2)   Liberalisme Direktif
Aliran ini menginginkan perubahan yang mendasar dalam hal tujuan sekaligus dalam hal cara kerja sekolah-sekolah sebagaimana adanya. Penganut aliran ini menganggap wajib belajar adalah perlu dan memilih untuk mempertahankan beberapa keperluan dasar serta mengajukan penetapan tentang isi pelajaran yang akan diberikan kepada siswa. Di sisi lain mereka bersikap bahwa cara tradisional (baik sasaran, isi, dan metode) memerlukan perombakan secara radikal dari orientasi awal yakni cara otoritarian tradisional ke arah yang lebih tepat yaitu mengajar setiap anak untuk berpikir secara efektif bagi dirinya sendiri.
3)   Liberalisme Non Direktif
Kaum liberalisme non direktif akan sepakat terhadap pandangan bahwa tujuan dan cara pelaksanaan pendidikan perlu diarahkan pada pendidikan yang mengajar siswa untuk memecahkan masalah-masalahnya secara efektif. Namun mereka ingin mengurangi seluruh batasan dengan cara melenyapkan hal-hal seperti wajib belajar dan pengajaran mata pelajaran wajib, kemudian mengganti wewenang lembaga dengan kebebasan para siswa untuk memilih apakah mereka ingin belajar atau tidak, apa yang ingin dipelajari dan memberi mereka kebebasan untuk memilih pengalaman-pengalaman pendidikan apapun yang mereka anggap paling relevan dengan kebutuhan-kebutuhan personil mereka. Dengan kata lain siswa sendirilah yang menentukan apakah mereka ingin belajar sesuatu atau tidak menetapkan kapan, di mana, dan sejauh mana mereka ingin belajar.
b.    Liberasionisme Pendidikan
Liberasionisme pendidikan berpandangan bahwa pendidikan hendaknya ditujukan untuk memajukan kebebasan-kebebasan individu dan mempromosikan perwujudan potensi-potensi diri semaksimal mungkin. Seklah harus bersifat objektif. Sekolah memiliki fungsi tidak hanya mengajarkan pada sisiwa bagaimana cara berpikir yang efektif, tetapi juga membantu siswa tentang kebijakan tertinggi yang ada di dalam pemecahan masalah secara intelek dan meyakinkan. Liberasionisme pendidikan mendasarkan diri pada sistem kebenaran yang terbuka , mencakup komitmen terhadap rangkaian tindakan apapun yang didukung oleh kesepakatan yang sarat pengetahuan dan bersifat objektif dalam komunitas intelektual.[12]

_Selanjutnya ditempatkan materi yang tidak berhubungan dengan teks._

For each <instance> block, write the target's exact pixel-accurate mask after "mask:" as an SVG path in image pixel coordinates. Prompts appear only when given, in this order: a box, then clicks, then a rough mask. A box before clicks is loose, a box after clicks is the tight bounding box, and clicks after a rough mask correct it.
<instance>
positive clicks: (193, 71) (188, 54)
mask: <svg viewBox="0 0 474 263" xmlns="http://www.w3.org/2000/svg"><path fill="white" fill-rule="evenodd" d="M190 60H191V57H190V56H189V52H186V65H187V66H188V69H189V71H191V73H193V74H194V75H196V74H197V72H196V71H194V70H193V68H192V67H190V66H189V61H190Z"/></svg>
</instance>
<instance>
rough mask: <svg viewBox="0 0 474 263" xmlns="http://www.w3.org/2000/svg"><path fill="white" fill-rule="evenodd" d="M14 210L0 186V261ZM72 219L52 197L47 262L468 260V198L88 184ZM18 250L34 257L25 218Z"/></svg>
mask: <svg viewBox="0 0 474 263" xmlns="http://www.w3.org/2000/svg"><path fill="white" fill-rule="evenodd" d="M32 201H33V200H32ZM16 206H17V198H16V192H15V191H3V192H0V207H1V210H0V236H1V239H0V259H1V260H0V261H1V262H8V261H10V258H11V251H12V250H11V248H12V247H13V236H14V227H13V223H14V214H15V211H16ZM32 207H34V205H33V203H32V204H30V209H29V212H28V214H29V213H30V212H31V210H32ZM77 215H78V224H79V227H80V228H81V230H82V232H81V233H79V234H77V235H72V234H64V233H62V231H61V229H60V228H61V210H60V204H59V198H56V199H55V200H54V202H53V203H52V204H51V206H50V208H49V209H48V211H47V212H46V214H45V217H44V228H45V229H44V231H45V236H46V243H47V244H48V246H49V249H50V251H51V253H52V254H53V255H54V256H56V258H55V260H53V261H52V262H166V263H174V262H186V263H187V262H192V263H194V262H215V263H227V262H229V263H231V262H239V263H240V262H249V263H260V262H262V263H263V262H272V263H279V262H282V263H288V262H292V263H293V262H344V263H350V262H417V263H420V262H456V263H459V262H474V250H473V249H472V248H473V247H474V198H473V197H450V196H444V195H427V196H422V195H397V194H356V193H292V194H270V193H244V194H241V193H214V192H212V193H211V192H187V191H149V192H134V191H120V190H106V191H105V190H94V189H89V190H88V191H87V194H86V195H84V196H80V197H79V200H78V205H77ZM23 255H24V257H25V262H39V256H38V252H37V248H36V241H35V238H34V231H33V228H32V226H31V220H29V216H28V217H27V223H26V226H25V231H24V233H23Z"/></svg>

c.    Anarkhisme Pendidikan
Secara umum pandangan anarkhisme pendidikan sama dengan liberalisme dan liberasionisme pendidikan, yaitu menerima sistem penyelidikan eksperimental yang terbuka dengan prinsip penalaran ilmiah melalui pembuktian. Anarkhisme pendidikan berpandangan perlunya meminimalisir dan ataumenghapuskan hambatan kelembagaan terhadap tindakan profesional. Pendekatannya adalah mengusahakan percepatan perombakan humanistik berskala besar.[13]

3.    Pengaruh Positivisme dalam Paradigma Liberal
Menurut Schoyer, positivisme pada dasarnya adalah ilmu sosial yang dipinjam dari pandangan, metode dan teknik ilmu alam memahami realitas. Positivisme sebagai suatu aliran filsafat berakar dari tradisi ilmu-ilmu sosial yang dikembangkan dengan mengambil cara ilmu alam menguasai benda, yakni dengan kepercayaan adanya universalisme dan generalisasi, melalui metode detenninasi, fixed law atau kumpulan hukum teori.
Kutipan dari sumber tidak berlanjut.